Condray testified at a hearing Tuesday before Circuit Judge Tracy McCooey, who must decide whether to reduce a record $3.5 billion verdict against the company.
Condray said a company analysis of how much to pay in royalties showed there was a reasonable chance Exxon Mobil's interpretation of its lease agreement with the state would be consistent with Alabama's reading of it.
"We had a view and we thought we had a reasonable and fair and right view," said Condray, who didn't testify during the trial.
But attorneys for Alabama said Exxon documents showed the company knew it was probably underpaying the state but that the company decided to risk it anyway.
"You calculated the chance of success of getting away with it, didn't you?" asked Robert Cunningham, one of the attorney's hired by the state.
"No sir, those are not the words I would use," Condray responded.
McCooey presided over a trial in December where a Montgomery jury decided that Exxon Mobil had fraudulently underpaid the state on royalties for natural gas wells drilled in waters along the Alabama coast. The jury returned the largest verdict in state history: $87.7 million in compensatory damages and $3.42 billion in punitive damages.
Now McCooey is holding a two-day hearing to determine whether the punitive damages are excessive and should be reduced.
In a courtroom crowded with attorneys and their assistants, the judge said the case is going to be appealed to the Alabama Supreme Court, which will ultimately decide the appropriate amount.
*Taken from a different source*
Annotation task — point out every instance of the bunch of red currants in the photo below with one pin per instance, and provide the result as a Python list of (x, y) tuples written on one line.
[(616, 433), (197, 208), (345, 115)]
"What I do probably doesn't matter anyway," she said, but added that she wanted to make sure the court hearing provided a good record for the Supreme Court to consider.
The judge's frank remarks continued during the hearing.
Exxon Mobil presented Washington economist Jonathan Walker, who contended the punitive damages were grossly excessive. Walker offered a mathematical formula about what would be necessary to deter a company from repeating improper conduct. The formula involved removing the profit from the enterprise, but did not consider the worth of the company when determining the appropriate punishment.
Walker said the $87.7 million in compensatory damages would be sufficient to deter Exxon Mobil because that amount included 12 percent interest on unpaid royalties, and that would erase any gain the oil company had.
After hearing the economist's explanation, the judge said, "No offense, Dr. Walker, but it sounds like a bunch of B.S."
She said courts normally consider the worth of a company, and she noted Exxon Mobil recently finished in first place in the Fortune 500 list of American companies with the greatest annual revenue.
"It would be insane to say that doesn't matter," McCooey said.